The city produces about one-quarter of the country's jasmine tea, of which only 9 percent is exported, said Zhang Jiansheng, deputy director of the economic development division of Fuzhou Agriculture Bureau.

Zhang, who prefers to prepare his brew gong fu cha (a tea ceremony) style, said that exporting jasmine tea is difficult.

"Foreigners need a deeper insight into drinking the tea. It is high quality and closely related to Chinese culture."

Ye Weihong, vice-president of the sales department of Fujian Jiufeng Agriculture Development, said: "Generally, tea is much less popular than coffee worldwide.

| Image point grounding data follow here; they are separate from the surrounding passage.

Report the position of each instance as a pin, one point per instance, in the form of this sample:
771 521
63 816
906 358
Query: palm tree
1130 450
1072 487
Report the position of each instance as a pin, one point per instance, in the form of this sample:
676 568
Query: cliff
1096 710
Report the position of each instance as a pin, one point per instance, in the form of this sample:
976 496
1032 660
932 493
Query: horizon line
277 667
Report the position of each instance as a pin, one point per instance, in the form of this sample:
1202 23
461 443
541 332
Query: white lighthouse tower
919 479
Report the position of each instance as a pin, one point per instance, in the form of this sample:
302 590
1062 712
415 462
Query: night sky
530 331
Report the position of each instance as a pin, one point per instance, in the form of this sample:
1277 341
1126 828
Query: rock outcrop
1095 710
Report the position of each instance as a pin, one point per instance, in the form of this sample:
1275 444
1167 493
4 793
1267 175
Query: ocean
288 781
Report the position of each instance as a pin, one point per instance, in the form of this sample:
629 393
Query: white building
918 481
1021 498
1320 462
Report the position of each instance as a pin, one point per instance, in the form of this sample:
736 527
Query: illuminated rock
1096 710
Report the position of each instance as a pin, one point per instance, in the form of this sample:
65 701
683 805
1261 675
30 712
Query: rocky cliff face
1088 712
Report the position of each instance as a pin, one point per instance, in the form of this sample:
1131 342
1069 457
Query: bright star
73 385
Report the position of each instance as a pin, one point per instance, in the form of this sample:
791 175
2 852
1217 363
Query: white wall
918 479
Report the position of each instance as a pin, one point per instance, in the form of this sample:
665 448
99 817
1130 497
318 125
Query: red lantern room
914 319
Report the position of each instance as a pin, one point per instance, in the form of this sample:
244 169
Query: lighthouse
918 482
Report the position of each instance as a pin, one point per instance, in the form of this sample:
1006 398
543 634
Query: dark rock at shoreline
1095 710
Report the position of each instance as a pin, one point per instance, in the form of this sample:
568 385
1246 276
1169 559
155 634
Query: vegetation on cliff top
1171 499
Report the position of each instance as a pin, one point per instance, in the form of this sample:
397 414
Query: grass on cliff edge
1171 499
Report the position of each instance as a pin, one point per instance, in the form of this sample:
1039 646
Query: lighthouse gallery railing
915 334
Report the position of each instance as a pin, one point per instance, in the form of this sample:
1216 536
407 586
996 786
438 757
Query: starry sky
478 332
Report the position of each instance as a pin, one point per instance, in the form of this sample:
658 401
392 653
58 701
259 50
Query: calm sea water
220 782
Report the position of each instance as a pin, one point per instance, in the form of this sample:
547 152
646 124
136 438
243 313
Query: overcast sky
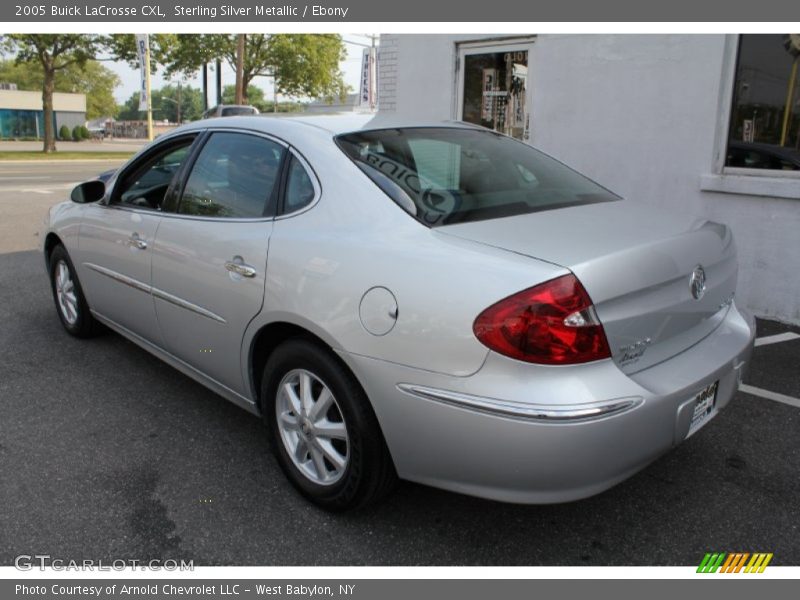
130 77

More often than not, Chinese jasmine tea is found overseas in Chinese restaurants."

Last year the company had sales revenue of about 80 million yuan, and it is expected that the figure will increase 20 percent this year, Ye said.

"We don't export anything at the moment, but we certainly plan to export high-end jasmine tea in the near future."

To tap the overseas market, the group has come up with new categories of tea, such as jasmine black.

"Black tea is much more popular than green tea worldwide, and it needs less time to produce, which makes it a good proposition for us," Ye said.

Jasmine black went on the market in 2010 after two years were spent developing it, and Fujian Jiufeng Agriculture Development became the first company to produce it, Ye said.

"In this we have black tea and jasmine, two elements of the East and the West in perfect harmony."